= Kikuë Tachibana =

Japanese-Austrian molecular biologist

Kikuë Tachibana (born 1978 in Graz, Austria) is a Japanese-Austrian molecular biologist and director at the Max Planck Institute of Biochemistry (MPIB) in Martinsried, Germany. Formerly, she was a group leader at the Institute of Molecular Biotechnology (IMBA) in Vienna, Austria.

== Education and career ==
Tachibana was educated in Japan, Austria, and the UK. She obtained her PhD working on the cell cycle and cancer formation in the group of Ron Laskey at Cambridge University, UK. She later joined the lab of Kim Nasmyth in Oxford, UK as a post-doc, where she did pioneering work on the role of the protein cohesin in female mouse germ cells. In November 2011 she joined IMBA as a group leader, where she investigates totipotency in mouse oocytes and zygotes as well as the role of maternal aging on egg cell health using mouse as a model system. She became research director at the Max Planck Institute of Biochemistry in 2021.

== Awards and honours ==
In 2017, Tachibana was awarded the Walter Flemming medal. In 2018, she received the Förderpreis der Stadt Wien, an award from the city of Vienna for outstanding scientific work.

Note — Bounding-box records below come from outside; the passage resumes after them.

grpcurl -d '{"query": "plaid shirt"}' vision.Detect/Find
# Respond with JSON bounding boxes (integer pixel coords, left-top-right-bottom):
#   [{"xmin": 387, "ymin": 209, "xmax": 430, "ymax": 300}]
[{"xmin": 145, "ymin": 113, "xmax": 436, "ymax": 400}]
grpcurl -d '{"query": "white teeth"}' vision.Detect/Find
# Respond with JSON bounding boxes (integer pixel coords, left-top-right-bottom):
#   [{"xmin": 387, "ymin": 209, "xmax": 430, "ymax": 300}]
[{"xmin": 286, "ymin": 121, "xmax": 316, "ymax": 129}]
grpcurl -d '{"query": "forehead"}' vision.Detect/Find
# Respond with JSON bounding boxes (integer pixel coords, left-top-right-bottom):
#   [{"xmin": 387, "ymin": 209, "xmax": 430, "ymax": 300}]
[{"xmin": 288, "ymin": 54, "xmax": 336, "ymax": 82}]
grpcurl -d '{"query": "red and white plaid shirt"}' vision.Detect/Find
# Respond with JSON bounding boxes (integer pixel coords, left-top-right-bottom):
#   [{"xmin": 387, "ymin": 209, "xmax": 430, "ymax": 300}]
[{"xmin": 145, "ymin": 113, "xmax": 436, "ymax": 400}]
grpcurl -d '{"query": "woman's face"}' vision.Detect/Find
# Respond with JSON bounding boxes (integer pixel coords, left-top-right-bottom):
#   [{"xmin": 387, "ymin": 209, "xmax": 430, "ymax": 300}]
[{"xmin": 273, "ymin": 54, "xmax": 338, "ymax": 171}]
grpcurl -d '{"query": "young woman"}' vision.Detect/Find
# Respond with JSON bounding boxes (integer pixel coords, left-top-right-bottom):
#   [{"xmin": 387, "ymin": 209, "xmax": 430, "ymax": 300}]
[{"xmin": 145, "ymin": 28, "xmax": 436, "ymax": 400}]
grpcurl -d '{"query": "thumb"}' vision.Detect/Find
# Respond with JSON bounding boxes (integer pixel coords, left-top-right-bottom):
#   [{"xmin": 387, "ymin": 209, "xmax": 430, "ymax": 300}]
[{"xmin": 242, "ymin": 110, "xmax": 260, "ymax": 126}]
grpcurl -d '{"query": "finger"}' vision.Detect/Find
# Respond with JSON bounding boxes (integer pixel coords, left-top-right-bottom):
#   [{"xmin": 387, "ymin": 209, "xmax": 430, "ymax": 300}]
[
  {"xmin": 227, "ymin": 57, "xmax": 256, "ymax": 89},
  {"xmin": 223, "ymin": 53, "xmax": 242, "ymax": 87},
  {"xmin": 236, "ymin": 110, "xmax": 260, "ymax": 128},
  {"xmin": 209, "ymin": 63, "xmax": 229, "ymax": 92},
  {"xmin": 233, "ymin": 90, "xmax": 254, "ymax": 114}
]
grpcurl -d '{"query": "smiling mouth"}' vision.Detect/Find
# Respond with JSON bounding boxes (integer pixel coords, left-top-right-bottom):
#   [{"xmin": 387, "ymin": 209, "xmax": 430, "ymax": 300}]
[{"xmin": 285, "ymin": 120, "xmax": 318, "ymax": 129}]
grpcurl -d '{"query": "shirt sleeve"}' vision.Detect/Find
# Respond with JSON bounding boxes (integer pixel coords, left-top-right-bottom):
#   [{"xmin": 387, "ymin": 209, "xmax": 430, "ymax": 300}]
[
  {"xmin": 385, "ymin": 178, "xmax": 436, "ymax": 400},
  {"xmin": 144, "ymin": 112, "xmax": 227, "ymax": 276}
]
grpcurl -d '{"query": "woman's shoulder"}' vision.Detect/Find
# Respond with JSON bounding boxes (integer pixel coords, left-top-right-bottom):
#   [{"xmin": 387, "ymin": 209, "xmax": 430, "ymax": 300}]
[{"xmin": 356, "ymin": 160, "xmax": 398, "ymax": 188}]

== Selected publications ==

- Tachibana-Konwalski, Kikuë (March 2017). "Single-nucleus Hi-C reveals unique chromatin reorganization at oocyte-to-zygote transition" Nature. 544 110-114. This article has been cited 891 times according to Google Scholar.
- Tachibana-Konwalski, Kikuë (February 2016). "Chromosome Cohesion Established by Rec8-Cohesin in Fetal Oocytes Is Maintained without Detectable Turnover in Oocytes Arrested for Months in Mice." Current Biology. 26 5, 678-685.